If you have never had the pleasure of riding with Sonny Rice you have missed out. Stories of cutting horses, doctoring screwworms, bird dogs… the tales are endless. Chances are you know of him though if you have followed cutting at all over the years. “Grande” on the other hand you have most certainly never heard of. Yet, the champion cutter and the unknown ranch horse have something in common, a lesson Sonny taught me and one Grande new:

Let the horse make mistakes and build on those mistakes.

The application of this lesson is as endless as Sonny Rice’s stories. Too often as a horseman (one can ponder other areas of life as well) I compensate for the horse. I know how to read the cow and put him in position to win. By my knowledge and experience he looks like he is handling the cow. In reality though, the horse is dependent on me. He is taking his cues from me, not the cow. For him to be a true cow horse he himself must know how to read and handle that cow. Much of that can be learned in allowing him to lose the cow and then have to work to go catch her. This is the reason why so many ranch horses are so “cowy.” In real life on the ranch, this scenario plays out over and over. If the horse loses the cow, it’s a lot of work to get the cow back again.

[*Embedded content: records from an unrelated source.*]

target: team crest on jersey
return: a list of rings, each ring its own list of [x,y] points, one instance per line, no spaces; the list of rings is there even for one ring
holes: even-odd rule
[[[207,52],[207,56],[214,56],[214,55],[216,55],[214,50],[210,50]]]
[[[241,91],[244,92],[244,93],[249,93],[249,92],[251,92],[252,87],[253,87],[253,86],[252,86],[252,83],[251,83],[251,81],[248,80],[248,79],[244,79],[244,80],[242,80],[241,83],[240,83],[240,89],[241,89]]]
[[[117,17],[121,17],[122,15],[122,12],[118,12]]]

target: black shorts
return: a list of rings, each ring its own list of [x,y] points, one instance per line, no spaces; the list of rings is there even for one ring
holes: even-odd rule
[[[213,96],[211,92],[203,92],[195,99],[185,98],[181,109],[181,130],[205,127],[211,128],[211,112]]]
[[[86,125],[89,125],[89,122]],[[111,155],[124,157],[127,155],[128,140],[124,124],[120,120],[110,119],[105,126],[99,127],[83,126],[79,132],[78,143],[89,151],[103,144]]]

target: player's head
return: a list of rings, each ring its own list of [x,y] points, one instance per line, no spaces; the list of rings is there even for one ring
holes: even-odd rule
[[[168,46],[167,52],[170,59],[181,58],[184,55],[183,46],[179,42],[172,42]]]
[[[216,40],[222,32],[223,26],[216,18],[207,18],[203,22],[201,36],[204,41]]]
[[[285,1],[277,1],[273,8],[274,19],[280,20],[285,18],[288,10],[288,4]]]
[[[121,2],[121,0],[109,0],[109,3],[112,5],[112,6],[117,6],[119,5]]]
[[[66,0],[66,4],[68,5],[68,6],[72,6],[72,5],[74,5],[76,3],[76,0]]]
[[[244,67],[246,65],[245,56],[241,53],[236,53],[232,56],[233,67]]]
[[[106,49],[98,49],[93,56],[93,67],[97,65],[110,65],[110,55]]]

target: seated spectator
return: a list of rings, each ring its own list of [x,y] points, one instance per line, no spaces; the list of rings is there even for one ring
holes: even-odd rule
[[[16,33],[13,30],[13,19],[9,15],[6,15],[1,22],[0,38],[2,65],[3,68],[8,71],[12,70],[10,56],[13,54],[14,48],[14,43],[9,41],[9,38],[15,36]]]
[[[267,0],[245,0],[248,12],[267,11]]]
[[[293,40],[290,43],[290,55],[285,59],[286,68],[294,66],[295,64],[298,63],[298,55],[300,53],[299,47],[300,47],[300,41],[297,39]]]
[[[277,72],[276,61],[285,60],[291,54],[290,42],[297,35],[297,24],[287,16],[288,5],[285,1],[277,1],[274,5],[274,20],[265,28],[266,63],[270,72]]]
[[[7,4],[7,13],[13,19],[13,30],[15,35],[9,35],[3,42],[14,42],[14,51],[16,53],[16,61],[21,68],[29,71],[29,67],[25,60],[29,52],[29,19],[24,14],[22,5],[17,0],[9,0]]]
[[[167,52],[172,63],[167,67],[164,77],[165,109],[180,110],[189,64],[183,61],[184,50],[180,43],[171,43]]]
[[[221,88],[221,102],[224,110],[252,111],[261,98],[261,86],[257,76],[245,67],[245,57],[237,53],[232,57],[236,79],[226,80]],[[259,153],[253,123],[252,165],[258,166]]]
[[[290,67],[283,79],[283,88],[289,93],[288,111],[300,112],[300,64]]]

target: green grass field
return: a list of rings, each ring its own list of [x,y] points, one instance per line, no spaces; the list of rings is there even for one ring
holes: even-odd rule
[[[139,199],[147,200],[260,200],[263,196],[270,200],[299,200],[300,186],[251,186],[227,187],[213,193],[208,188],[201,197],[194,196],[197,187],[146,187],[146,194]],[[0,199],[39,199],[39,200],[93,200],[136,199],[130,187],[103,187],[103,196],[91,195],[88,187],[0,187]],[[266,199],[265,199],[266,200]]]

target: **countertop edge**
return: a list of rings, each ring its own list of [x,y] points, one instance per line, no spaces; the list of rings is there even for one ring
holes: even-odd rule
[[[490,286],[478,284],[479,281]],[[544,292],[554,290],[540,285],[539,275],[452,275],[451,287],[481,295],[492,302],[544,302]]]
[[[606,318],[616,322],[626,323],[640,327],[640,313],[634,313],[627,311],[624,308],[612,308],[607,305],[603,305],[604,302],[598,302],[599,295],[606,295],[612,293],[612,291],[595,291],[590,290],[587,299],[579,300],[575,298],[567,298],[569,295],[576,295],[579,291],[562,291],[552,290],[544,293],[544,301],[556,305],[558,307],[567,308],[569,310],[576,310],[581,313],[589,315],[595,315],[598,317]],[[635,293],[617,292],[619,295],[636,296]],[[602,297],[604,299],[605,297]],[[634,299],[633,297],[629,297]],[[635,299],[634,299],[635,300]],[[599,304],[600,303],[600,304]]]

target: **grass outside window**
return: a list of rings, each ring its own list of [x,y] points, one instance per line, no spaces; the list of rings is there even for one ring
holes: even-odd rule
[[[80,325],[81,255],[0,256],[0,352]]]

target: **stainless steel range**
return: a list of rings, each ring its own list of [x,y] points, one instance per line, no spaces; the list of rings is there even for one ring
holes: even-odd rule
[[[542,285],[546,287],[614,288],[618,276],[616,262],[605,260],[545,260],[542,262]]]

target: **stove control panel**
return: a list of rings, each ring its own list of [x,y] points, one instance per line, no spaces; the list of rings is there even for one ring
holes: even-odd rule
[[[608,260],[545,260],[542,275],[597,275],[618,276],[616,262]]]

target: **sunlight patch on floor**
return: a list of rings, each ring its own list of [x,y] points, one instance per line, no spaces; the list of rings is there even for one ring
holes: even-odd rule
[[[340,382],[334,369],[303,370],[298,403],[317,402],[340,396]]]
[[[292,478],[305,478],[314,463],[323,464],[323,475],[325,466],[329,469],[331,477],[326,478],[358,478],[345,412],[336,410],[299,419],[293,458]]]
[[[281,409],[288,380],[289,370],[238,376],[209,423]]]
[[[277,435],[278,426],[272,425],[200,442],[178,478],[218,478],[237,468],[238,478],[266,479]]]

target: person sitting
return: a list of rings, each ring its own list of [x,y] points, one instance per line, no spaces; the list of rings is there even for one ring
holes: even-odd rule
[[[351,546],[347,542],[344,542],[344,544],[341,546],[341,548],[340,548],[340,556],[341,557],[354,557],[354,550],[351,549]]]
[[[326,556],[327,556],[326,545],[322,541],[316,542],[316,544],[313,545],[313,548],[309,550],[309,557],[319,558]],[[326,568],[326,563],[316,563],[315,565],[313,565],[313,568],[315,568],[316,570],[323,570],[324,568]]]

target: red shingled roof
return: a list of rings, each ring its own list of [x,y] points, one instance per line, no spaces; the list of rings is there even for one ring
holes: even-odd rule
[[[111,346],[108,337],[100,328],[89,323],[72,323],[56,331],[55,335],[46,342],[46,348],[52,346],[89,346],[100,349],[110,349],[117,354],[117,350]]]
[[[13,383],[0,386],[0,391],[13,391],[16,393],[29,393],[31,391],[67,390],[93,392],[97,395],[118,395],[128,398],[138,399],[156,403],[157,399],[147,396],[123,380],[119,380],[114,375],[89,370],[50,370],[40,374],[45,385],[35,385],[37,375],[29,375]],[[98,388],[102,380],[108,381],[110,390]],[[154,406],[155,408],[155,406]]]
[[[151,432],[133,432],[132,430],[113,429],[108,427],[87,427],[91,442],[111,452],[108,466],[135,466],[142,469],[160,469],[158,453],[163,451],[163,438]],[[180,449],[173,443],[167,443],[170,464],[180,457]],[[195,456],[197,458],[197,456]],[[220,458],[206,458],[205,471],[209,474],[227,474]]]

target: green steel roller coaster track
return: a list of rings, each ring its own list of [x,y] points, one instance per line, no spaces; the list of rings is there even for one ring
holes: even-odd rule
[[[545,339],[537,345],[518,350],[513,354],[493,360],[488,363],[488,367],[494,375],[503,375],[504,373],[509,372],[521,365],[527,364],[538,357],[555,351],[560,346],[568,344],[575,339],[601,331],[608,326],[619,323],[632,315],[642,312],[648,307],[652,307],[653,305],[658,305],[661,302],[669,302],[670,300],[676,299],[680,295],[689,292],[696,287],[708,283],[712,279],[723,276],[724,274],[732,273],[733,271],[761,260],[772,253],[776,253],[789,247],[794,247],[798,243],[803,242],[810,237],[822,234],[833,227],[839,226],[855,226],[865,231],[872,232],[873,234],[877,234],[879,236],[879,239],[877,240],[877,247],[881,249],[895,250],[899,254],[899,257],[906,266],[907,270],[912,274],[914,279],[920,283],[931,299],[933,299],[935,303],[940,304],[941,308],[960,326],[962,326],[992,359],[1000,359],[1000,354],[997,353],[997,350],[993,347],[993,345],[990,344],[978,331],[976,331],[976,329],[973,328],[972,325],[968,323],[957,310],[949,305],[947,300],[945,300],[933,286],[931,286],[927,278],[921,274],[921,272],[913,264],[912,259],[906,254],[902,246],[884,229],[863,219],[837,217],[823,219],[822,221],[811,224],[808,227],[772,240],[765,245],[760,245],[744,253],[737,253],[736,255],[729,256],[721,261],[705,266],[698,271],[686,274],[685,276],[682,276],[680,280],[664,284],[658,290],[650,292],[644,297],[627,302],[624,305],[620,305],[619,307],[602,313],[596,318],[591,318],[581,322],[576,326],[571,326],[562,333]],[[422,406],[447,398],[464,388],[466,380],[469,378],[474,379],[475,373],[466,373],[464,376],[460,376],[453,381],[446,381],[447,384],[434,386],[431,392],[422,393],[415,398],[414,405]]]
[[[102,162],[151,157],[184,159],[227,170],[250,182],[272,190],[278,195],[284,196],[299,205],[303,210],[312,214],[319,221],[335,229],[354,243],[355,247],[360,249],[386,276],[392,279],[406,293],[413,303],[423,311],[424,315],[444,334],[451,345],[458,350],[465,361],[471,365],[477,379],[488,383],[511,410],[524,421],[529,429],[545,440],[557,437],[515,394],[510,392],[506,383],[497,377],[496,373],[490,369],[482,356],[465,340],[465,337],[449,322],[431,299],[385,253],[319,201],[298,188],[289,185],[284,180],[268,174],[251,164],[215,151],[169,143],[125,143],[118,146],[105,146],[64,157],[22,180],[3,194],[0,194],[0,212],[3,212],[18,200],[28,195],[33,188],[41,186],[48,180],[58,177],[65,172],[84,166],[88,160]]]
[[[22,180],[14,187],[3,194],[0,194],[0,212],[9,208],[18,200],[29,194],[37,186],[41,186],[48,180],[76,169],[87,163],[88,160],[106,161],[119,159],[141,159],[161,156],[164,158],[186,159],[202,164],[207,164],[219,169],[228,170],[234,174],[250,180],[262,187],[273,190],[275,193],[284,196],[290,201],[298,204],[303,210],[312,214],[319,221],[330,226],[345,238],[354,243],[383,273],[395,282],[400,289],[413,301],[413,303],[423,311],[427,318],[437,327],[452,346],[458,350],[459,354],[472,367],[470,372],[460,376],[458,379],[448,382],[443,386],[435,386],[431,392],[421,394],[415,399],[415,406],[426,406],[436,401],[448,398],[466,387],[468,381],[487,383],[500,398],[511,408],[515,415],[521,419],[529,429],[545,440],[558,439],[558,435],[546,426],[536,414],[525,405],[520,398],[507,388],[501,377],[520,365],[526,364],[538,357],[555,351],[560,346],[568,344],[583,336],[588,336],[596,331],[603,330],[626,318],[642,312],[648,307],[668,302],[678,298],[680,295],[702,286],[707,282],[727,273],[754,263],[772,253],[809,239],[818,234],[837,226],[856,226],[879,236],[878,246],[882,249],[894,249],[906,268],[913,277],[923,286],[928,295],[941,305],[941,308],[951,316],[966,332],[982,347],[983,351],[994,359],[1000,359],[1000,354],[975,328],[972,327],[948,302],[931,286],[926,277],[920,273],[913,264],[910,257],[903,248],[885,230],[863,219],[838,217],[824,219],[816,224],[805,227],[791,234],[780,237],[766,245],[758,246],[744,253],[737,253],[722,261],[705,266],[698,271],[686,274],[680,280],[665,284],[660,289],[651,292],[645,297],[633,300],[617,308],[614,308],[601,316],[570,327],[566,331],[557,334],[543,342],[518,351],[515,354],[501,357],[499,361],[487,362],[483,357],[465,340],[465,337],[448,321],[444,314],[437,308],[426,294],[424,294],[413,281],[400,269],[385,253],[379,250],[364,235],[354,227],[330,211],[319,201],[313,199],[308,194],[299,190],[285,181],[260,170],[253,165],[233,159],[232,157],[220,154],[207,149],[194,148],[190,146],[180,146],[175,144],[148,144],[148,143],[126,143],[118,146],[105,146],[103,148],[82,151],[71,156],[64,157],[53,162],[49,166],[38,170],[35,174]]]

Years ago, as a “green” kid I was cowboying in Montana. In my string, the worst horse I had was called Grande. One day Grande and I had a cow sorted out and had driven her a ways to a gate. Naturally, when she got there, she promptly decided she had gone far enough. She threw down on old Grande. In the blink of an eye, Grande-the-Plug underwent some miraculous transformation and came back a cow horse. I had never felt a horse move like that. He simply exploded left and right, nearly jarring me loose. Half of this was from my shock at what was going on and the other half was from my inability at the time to sit a horse that was cowing up. Despite me, Grande held that cow and I had a new found respect for him. Grande had been through the school of mistakes Sonny talked about. There was simply no way Grande was going to have to go catch her all over again. Right after I closed the gate, he reverted back to Grande-the-Plug.

Here’s the lesson, let them get beat and have to hustle way back to go get her. The relief is the cow, the work is the catching. Allow them to take responsibility for holding the cow. It seems there is no better teacher than a mistake. Thank you Sonny Rice.